Bosco Verticale, or Vertical Forest, is a twin tower residential development in the center of Milan, Italy. The buildings are 360 feet (110 m) and 250 feet (76 m) tall. The renderings of the finished project show not a sky scarper with windows and floor plates but a tall planter with trees and shrubs sprouting out of cantilevered balconies. It is not that I am opposed to any effort to marry landscaping and architecture. I do like the facades of Patrick Blanc’s vertical gardens. However, just planting trees on over extended balconies from top to bottom is not what I consider a synthesis of landscaping and architecture.
The designers of the building, Boeri Studio, claim that they are creating a micro-climate that will absorb carbon dioxide and dust particles and would produce oxygen.
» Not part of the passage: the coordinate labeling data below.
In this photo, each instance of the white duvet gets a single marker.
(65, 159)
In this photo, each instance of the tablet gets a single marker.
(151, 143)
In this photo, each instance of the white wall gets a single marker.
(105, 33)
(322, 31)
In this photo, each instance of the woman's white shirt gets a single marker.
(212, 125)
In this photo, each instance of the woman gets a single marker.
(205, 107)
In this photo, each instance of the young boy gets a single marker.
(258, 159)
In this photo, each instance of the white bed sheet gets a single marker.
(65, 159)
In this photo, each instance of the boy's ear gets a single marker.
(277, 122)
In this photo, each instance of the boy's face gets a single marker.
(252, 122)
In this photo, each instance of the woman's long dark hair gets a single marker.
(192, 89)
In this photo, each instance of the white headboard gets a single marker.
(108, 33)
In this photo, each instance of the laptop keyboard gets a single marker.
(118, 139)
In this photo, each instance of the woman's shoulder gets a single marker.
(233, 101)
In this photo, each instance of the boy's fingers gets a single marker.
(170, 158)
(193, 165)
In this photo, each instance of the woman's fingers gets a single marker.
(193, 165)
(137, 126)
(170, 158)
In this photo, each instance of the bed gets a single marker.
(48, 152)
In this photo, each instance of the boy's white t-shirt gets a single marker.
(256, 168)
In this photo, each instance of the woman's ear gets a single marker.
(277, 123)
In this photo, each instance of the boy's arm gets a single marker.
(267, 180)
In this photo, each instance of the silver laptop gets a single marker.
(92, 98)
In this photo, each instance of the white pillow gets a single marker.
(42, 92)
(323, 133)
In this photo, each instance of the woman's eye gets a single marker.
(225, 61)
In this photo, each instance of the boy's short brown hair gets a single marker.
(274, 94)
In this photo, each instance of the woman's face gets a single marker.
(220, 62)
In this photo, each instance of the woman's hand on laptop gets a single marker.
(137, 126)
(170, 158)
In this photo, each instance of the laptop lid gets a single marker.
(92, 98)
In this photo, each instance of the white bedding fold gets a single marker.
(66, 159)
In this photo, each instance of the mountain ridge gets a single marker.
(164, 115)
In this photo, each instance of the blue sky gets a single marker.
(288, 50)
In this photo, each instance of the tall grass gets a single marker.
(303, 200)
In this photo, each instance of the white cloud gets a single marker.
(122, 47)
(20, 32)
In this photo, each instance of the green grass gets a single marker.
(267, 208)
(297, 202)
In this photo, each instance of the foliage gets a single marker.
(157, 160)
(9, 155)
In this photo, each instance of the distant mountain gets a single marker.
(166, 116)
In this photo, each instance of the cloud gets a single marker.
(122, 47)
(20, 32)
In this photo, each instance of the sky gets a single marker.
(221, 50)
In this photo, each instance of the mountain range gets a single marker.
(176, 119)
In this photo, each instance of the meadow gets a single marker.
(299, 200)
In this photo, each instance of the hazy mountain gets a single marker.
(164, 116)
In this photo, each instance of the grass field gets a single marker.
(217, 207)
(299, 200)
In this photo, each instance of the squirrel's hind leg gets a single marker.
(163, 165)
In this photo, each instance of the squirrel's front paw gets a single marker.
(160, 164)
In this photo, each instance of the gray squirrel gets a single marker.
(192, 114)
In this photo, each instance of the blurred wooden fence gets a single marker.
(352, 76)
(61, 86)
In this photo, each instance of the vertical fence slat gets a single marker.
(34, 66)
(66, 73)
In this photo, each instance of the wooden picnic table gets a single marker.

The foliage will protect residents from solar-radiation and noise pollution, which is expected to improve the quality of living spaces and will also save energy.
Some of these claims are of dubious nature: modern glass curtain walls can often reflect sunlight and you don’t need trees on 30th floor to do that. I am not sure how these hanging gardens will save energy if you need a team of gardeners constantly watering, fertilizing and pruning these terraces of concrete, overgrown with greenery. It may cost more energy to maintain this building than whatever savings in energy the buildings might have.
I read some of the comments posted on Gaurdian and these comments pretty much sum up what I have to say about this building. Some comments include:
- The Towers may look nice from the outside but I’ll bet the apartments would be in total darkness when the shrubs are in leaf.
- It’s a crazy idea. Kids climbing trees, pollen blowing into flats with dead leaves covered with bird droppings, water dripping through balconies, fertilizer everywhere, soil and twigs, and whole dead trees to be disposed of (take them down in the lift?). If you want the countryside go and live in it. Cities are where you go to escape from foliage.
- Save taking the dog down in the elevator I suppose.
- Plants always grow into their wind shadow and these will be very windy locations – leaning into the wind. So it’s likely that after a few years all the symmetrically-drawn trees in the artists’ impression will be leaning in one direction, even if they are regularly pruned.
- The building would look spooky in the winter.
- I wonder if insurers would balk at providing coverage for occupants or adjacent property owners from broken twigs and branches falling off a 30 story building during stormy weather.
I must say that some of the fears expressed by skeptics like me may not come true. However, there is a possibility that this scheme may not work as it is envisioned. I hope in that case the architects have a plan B to salvage the structures.